While the Government’s new economic policies have effectively seen prevention of total economic meltdown so far, it must be remembered that they are only temporary, therefore, the bigger issue lies ahead; what happens when the clock runs out?
Currently, businesses across the country are just about staying afloat, and that’s with government support schemes such as furlough and ‘Eat Out to Help Out’. The damning reality is that when the money from above stops trickling down to these firms, there will be a flood of economic turbulence.
With the furlough scheme due to end in October, businesses (who are struggling as it is) will inevitably have to rethink their monetary situation, most importantly in the form of cutting staff costs. The redundancies have already begun to rear their ugly heads in certain areas of the country, with factory workers and several others finding themselves out of a job. Latest economic projections are tracking six million unemployed within the next year; a catastrophic situation.

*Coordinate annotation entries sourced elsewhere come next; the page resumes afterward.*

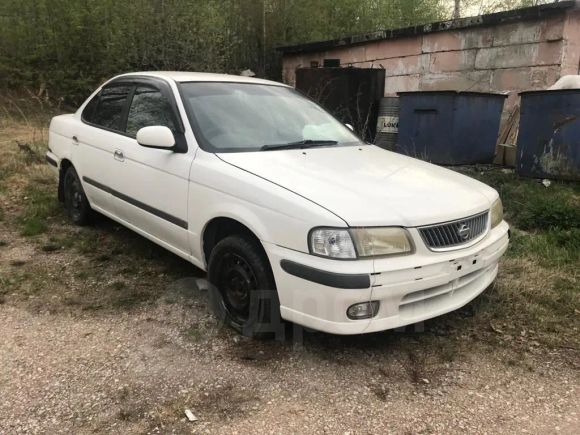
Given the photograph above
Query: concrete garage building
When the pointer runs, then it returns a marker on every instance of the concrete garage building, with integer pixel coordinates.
(523, 49)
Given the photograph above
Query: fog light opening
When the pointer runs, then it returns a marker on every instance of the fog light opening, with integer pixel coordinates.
(364, 310)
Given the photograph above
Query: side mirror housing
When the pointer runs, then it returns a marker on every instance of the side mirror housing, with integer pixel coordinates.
(156, 136)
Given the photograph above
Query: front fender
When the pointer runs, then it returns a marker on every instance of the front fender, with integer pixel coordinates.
(274, 214)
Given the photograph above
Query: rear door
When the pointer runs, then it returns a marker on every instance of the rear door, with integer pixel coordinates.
(151, 185)
(95, 140)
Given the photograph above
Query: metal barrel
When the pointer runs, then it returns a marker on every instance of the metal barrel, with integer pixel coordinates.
(388, 123)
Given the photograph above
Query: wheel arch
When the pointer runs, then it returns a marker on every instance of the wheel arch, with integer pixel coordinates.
(221, 227)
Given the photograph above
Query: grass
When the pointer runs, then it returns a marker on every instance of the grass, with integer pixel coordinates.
(40, 206)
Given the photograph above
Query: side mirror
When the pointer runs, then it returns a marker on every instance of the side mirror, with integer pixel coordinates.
(156, 136)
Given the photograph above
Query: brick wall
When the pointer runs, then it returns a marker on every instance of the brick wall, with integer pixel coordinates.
(511, 57)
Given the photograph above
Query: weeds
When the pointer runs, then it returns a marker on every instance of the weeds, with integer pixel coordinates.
(40, 205)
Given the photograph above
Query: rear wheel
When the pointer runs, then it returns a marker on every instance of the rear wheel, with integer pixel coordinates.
(243, 290)
(75, 200)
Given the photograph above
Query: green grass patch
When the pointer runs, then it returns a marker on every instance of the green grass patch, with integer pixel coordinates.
(40, 205)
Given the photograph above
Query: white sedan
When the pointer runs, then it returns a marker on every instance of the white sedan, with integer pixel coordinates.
(291, 215)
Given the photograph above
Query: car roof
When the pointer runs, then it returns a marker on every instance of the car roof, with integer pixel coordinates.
(185, 76)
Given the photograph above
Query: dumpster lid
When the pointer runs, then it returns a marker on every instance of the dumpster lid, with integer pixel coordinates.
(550, 91)
(489, 94)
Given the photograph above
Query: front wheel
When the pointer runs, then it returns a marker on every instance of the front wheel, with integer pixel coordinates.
(243, 290)
(75, 200)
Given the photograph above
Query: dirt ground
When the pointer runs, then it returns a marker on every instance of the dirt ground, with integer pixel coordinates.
(102, 332)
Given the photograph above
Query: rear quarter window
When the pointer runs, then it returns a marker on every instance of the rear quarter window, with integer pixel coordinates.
(107, 108)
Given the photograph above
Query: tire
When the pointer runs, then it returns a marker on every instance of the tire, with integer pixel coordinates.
(243, 292)
(75, 200)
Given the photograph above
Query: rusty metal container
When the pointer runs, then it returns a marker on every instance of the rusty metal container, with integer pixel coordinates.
(388, 123)
(449, 127)
(549, 134)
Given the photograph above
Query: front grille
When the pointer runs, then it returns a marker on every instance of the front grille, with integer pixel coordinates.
(455, 233)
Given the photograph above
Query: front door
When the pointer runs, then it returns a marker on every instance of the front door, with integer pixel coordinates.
(151, 185)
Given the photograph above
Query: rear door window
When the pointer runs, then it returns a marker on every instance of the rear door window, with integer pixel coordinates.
(149, 107)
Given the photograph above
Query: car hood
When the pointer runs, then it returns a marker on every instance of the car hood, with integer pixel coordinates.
(369, 186)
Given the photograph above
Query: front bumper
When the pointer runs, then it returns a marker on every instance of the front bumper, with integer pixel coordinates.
(410, 288)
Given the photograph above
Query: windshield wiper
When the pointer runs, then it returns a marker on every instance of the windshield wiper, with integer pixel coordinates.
(308, 143)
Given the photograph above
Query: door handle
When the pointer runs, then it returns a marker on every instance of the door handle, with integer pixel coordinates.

On top of this, businesses in the hospitality sector can only operate at 50% capacity, which wouldn’t be sufficient revenue to stay open in the ‘normal’ economic climate let alone in the midst of a pandemic. The chance of survival for these firms is growing bleaker by the day.
When looking back to the December 2019 General Election, every Labour policy Corbyn put forward was met with jeers, masses of opposing views stating that “you can’t just throw money at everything”. Fast forward to 2020, the Tories find themselves doing exactly that. The usual ‘leave the economy alone’ stance has been completely abandoned in a bid to prevent a depression, but crucially it hasn’t worked. While a recession was somewhat inevitable in these adverse times, the scarier idea is the government’s plan for post-coronavirus, or more specifically the lack of one.
So far, Boris Johnson and Chancellor Rishi Sunak’s plan for dealing with the impact on businesses has been to give – give - give. Funding wages, discounts on meals, hundreds of billions of pounds worth of borrowing, with no real clue to what the next steps will be. No word of an exit plan, and a no-deal Brexit looming increasingly large. Ultimately, this government has spent the last six months papering over the cracks, knowing full well the support beams won’t hold.
What does this mean for the economy? More liquidation. More redundancies. More unemployment (maybe record numbers). As of right now, the government has released no concrete plan for when the financial support finishes, leaving business owners and their staff in economic turbulence like never before.
Many see 2020 as a ‘write-off’ year, one they will be happy to see come to an end. As though everything will be contained to these few set months. But the reality is that the full consequences are yet to be felt. This economic storm is just getting started for the UK, and with an inexperienced, national debt-building cabinet at the helm, the dark clouds are already circling; the worst is yet to come.